I servizi di facile utilizzo che trovi in rete ti consentono di creare un sito “fai da te” a basso costo, ossia, una vetrina ben allestita per pochi visitatori: i tuoi conoscenti. A quel punto, ti renderesti conto che è stata una perdita di tempo prezioso. Che potenzialità ha un sito che non viene visitato?

Saper usare i social media, nella sfera privata, ha dei vantaggi; altro discorso è usare i social per promuovere la propria attività/azienda/impresa, prediligendo la qualità degli utenti che ti seguono, e creando, nella concretezza, un pubblico seriamente interessato ai tuoi servizi/prodotti.

Prima di investire tempo e denaro dobbiamo conoscere bene il mercato in cui andremo a cercare spazio, studiare cosa offrono i competitors e come si rivolgono agli utenti. Senza  un’attenta analisi di mercato non potremmo capire quali armi utilizzare per offrire qualcosa in più a un potenziale cliente; come navigare in barca a vela, in balia dei venti, sperando che la corrente giusta ci porti in riva.

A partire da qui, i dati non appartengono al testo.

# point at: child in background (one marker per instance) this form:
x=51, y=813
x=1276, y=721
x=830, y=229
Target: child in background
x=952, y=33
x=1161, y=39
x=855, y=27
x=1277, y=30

Il web è ricco di aziende, multinazionali e piccole realtà, che hanno un unico scopo: offrirti un sito web “chiavi in mano” a costo contenuto, e il più velocemente possibile, in altre parole, un castello di carta, un prodotto simile a migliaia già in uso. Un sito che non sarà di tua proprietà, condizionato da fattori che potrebbero vanificare tutto il lavoro fatto.

Scontrarti con altre centinaia di venditori che espongono il tuo stesso prodotto/servizio non vuol dire fare a gara a chi offre il prezzo più basso: un errore comune che non giova a nessuno! Bisogna trovare alternative valide. Muoversi nella giusta direzione per raggiungere l’obiettivo.

Come diceva Henry Ford: “La pubblicità è l’anima del commercio”, essenziale per lo sviluppo del proprio business… Io aggiungerei: “e cammina a braccetto con le strategie di marketing e di ottimizzazione”, altrimenti si rischia di investire senza portare a casa i risultati.